Section: Optics, Spectroscopy, Plasma and Lasers


Title:
Competition in He-Ne laser. Didactic experiments.


Authors:
M. Ristici, I. Gruia, M. Rosu, B. Ionita


Affiliation:
University Bucharest- Faculty of Physics, Bucharest, Romania


E-mail
marin.ristici@4roptics.com


Keywords:
laser level competition, laser oscillations


Abstract:
In He-Ne cw plasma there are two upper laser levels (3s2, 2s2) and 18 accessible lower levels so that it is possible to generate many laser lines in visible and near infrared. If the laser oscillates simultaneously on two or many laser transitions, all having the same upper level, the output of radiation is weaker than it would be the only oscillation.

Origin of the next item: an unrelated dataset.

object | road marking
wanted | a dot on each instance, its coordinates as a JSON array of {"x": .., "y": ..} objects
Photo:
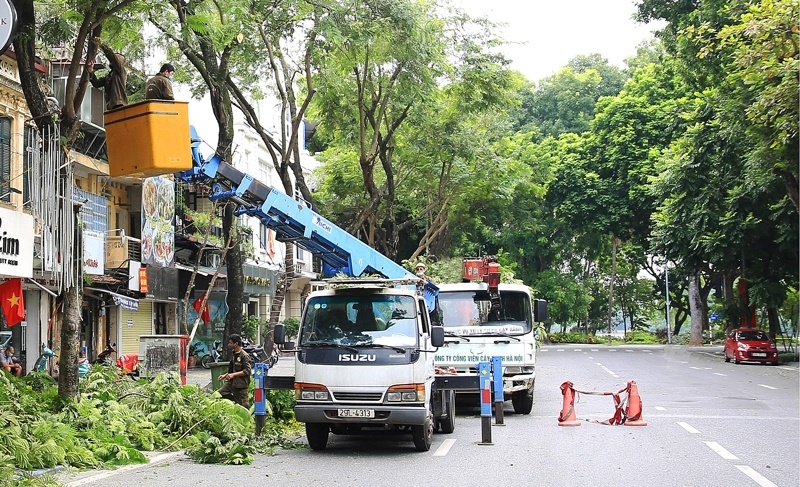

The situation is almost the same if the oscillating transitions had the same lower levels. The transitions 3s2 → 3p4 (λ=3.39µm) and 3s2 → 2p4 (λ=633 nm) compete each other because their common upper level. The infrared line has a very high gain so that it is able to oscillate just when the reflection coefficient of mirrors is as low as 10 %. The transitions 3s2 → 2p4 (λ=633nm) and 2s2 → 2p4 (λ=1.15µm) compete each other because their common lower level. The experimental set-up consists on a laser tube, a special resonator, a high voltage variable current cw power supply, a laser power-meter, a methane cell and a set of permanent magnets. The mirrors reflect 99% the 633 nm and 1.15µm radiations and about 20% the 3.39µm radiation. When the laser oscillates, the inside resonator beam consists of three radiations: one red-633nm and two infrared. The 3.39µm amplification is monitored by a transversal magnetic field (by Zeeman Effect) and, respectively, a methane cell placed inside resonator. The behavior of 633nm laser power for different discharge currents shows that it increases for large currents when infrared line has stopped but it decreases when laser oscillated simultaneously on both radiations. The output beam is spectrally examined using a prism. It contains 633nm radiation, of course, but also 1084nm (2s2 → 2p4) and 1080nm (2s3 → 2p7) instead of the expected 1.15µm (2s2 → 2p4). That is because the strong oscillation on 633nm (3s2 → 2p4) determines the population of 2p4 level to increase so that the population inversion between 2s2 and 2p4 vanish.